Thursday, January 23, 2014

Charsets and NNTP

Recently, the question of charsets came up within the context of necessary decoder support for Thunderbird. After much hemming and hawing about how to find this out (which included a plea to the IMAP-protocol list for data), I remembered that I actually had this data. Long-time readers of this blog may recall that I did a study several years ago on the usage share of newsreaders. After that, I was motivated to take my data collection to the most extreme way possible. Instead of considering only the "official" Big-8 newsgroups, I looked at all of them on the news server I use (effectively, all but alt.binaries).
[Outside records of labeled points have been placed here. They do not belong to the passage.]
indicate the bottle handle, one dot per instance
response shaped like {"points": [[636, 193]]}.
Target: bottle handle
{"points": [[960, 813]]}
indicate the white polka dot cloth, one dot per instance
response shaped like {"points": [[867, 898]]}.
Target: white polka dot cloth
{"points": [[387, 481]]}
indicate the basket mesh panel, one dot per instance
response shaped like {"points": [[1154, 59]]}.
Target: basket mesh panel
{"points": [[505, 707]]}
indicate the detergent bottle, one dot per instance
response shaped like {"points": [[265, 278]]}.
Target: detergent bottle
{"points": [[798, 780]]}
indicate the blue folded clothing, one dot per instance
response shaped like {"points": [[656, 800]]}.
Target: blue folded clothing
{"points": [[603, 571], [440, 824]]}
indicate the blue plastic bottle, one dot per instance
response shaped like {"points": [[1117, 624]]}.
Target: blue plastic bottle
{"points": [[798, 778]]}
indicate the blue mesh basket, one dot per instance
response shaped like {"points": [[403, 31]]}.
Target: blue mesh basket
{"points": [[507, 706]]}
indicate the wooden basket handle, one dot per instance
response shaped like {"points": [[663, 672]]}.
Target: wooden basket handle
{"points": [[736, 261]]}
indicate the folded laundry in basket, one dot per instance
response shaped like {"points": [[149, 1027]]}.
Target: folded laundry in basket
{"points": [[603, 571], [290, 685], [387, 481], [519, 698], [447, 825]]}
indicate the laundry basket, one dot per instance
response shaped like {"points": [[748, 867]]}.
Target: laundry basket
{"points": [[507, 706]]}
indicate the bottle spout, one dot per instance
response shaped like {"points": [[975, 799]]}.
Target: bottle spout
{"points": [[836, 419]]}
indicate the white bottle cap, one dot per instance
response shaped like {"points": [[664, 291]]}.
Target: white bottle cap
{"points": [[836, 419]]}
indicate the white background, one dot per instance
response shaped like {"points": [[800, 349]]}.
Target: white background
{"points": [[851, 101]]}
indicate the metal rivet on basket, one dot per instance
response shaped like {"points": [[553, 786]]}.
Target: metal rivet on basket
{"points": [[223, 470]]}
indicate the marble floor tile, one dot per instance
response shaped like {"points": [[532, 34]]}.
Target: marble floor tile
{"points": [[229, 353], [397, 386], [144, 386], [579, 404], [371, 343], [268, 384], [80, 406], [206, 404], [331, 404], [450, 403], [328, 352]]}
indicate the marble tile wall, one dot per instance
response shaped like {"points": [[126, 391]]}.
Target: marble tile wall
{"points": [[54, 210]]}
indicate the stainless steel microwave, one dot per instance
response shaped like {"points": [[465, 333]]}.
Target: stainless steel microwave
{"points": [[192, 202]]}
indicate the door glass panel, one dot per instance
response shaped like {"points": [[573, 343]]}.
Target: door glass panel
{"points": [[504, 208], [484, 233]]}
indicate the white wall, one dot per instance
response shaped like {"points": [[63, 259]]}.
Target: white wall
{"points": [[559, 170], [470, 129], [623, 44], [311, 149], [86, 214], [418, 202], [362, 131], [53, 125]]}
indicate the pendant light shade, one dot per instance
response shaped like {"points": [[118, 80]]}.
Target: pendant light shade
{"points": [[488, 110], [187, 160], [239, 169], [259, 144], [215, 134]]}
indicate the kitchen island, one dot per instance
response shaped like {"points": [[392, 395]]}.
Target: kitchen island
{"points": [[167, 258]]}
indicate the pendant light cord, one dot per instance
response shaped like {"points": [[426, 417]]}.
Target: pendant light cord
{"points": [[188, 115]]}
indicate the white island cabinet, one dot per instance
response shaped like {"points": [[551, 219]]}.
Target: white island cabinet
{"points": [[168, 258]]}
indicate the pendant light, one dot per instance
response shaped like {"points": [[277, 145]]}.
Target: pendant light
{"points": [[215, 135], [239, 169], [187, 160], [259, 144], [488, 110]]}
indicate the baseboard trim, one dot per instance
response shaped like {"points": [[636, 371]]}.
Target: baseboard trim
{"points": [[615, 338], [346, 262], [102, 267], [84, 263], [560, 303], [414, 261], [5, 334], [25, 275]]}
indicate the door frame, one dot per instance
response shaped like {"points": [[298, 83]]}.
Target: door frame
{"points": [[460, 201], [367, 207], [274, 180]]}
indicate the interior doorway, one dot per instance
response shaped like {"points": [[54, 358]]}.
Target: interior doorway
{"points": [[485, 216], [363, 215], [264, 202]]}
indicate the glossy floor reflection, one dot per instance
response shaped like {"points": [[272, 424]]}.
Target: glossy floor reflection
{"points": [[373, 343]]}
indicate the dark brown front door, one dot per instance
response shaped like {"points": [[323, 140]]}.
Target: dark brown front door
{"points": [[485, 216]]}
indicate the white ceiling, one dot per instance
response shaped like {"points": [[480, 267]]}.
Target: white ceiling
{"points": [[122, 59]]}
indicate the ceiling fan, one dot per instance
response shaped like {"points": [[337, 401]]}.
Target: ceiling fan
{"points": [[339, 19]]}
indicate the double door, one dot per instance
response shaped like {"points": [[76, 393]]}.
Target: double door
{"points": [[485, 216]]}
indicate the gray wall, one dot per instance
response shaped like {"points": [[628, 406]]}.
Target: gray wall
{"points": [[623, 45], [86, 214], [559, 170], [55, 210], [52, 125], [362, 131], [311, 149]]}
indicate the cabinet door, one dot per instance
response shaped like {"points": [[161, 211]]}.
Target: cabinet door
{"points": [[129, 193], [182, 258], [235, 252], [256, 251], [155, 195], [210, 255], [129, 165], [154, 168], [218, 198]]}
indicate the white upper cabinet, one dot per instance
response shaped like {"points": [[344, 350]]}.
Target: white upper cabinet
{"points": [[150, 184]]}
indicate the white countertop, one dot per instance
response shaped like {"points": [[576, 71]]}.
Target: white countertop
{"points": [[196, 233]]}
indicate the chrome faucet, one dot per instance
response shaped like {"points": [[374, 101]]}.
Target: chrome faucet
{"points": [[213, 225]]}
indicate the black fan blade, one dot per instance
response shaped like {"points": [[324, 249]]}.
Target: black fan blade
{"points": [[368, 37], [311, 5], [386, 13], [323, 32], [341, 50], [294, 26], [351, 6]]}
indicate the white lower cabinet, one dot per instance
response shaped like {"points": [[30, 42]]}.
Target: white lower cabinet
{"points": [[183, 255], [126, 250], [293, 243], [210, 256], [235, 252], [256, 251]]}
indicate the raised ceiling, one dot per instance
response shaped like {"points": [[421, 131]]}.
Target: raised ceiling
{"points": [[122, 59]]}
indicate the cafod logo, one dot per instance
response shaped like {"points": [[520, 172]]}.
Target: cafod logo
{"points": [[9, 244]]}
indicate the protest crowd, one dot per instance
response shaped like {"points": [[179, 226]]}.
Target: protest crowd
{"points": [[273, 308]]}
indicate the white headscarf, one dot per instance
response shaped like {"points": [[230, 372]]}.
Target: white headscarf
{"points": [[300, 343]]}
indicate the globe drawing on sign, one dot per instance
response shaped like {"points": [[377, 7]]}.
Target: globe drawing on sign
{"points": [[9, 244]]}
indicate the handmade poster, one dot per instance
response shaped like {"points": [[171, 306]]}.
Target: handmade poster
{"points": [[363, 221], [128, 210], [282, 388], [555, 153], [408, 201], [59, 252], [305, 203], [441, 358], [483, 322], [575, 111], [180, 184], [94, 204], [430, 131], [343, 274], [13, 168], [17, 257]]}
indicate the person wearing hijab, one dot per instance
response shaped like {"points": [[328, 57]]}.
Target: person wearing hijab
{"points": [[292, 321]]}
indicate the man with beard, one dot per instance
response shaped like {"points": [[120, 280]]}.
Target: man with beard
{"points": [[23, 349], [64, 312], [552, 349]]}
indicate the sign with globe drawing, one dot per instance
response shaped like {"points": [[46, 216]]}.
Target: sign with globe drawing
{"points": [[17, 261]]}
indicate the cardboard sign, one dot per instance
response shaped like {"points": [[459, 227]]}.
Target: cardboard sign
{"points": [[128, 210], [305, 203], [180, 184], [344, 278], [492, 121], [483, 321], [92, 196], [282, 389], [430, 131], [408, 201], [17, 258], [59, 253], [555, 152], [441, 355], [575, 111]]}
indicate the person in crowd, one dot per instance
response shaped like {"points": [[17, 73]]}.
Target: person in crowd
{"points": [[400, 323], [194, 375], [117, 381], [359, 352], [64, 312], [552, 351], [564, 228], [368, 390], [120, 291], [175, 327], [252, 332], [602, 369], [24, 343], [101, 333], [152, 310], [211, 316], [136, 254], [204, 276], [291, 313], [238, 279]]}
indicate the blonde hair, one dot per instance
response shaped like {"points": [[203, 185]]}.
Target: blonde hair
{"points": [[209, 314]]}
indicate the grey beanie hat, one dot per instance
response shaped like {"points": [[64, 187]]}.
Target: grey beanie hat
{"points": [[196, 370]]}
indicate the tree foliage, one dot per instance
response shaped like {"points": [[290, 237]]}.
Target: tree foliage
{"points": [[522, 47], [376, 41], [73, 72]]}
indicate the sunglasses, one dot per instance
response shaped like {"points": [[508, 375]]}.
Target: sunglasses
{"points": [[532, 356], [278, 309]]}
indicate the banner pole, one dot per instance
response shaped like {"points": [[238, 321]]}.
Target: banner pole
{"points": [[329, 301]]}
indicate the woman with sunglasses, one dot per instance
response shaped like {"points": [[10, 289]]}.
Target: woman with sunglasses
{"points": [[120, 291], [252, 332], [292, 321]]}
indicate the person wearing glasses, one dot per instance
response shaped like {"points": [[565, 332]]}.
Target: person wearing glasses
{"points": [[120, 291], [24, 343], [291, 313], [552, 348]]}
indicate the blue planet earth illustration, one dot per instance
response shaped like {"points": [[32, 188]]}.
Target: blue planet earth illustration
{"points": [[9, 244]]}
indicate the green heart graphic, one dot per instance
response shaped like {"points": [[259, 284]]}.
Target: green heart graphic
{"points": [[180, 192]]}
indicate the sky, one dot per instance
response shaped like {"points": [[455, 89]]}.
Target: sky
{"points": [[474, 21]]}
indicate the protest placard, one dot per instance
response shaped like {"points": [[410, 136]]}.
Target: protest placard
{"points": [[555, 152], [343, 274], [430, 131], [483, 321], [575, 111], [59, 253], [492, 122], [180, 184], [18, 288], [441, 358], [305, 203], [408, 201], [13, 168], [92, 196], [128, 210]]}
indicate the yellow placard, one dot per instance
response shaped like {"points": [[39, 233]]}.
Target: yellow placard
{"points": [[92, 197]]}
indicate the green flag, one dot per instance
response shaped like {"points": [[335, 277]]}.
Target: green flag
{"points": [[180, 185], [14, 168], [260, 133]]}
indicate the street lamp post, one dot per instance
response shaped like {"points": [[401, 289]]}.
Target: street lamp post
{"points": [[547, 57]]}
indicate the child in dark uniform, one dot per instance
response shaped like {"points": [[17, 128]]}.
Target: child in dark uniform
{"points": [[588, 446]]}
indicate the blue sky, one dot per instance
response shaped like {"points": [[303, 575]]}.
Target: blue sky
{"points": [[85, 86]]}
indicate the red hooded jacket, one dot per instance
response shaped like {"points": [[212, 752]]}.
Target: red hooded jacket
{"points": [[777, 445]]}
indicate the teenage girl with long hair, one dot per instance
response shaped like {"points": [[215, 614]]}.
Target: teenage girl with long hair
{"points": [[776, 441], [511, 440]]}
Instead of relying on pulling the data from the server for the headers I needed, I grabbed all of them—the script literally runs HEAD and saves the results in a database. And instead of a month of results, I grabbed the results for the entire year of 2011. And then I sat on the data.

After recalling Henri Svinonen's pesterings about data, I decided to see the suitability of my dataset for this task. For data management reasons, I only grabbed the data from the second half of the year (about 10 million messages). I know from memory that the quality of Python's message parser (which was used to extract data in the first place) is surprisingly poor, which introduces bias of unknown consequence to my data. Since I only extracted headers, I can't identify charsets for anything which was sent as, say, multipart/alternative (which is more common than you'd think), which introduces further systematic bias. The end result is approximately 9.6M messages that I could extract charsets from and thence do further research.

Discussions revealed one particularly surprising tidbit of information. The most popular charset not accounted for by the Encoding specification was IBM437. Henri Sivonen speculated that the cause was some crufty old NNTP client on Windows using that encoding, so I endeavored to build a correlation database to check that assumption. Using the wonderful magic of d3, I produced a heatmap comparing distributions of charsets among various user agents. Details about the visualization may be found on that page, but it does refute Henri's claim when you dig into the data (it appears to be caused by specific BBS-to-news gateways, and is mostly localized in particular BBS newsgroups).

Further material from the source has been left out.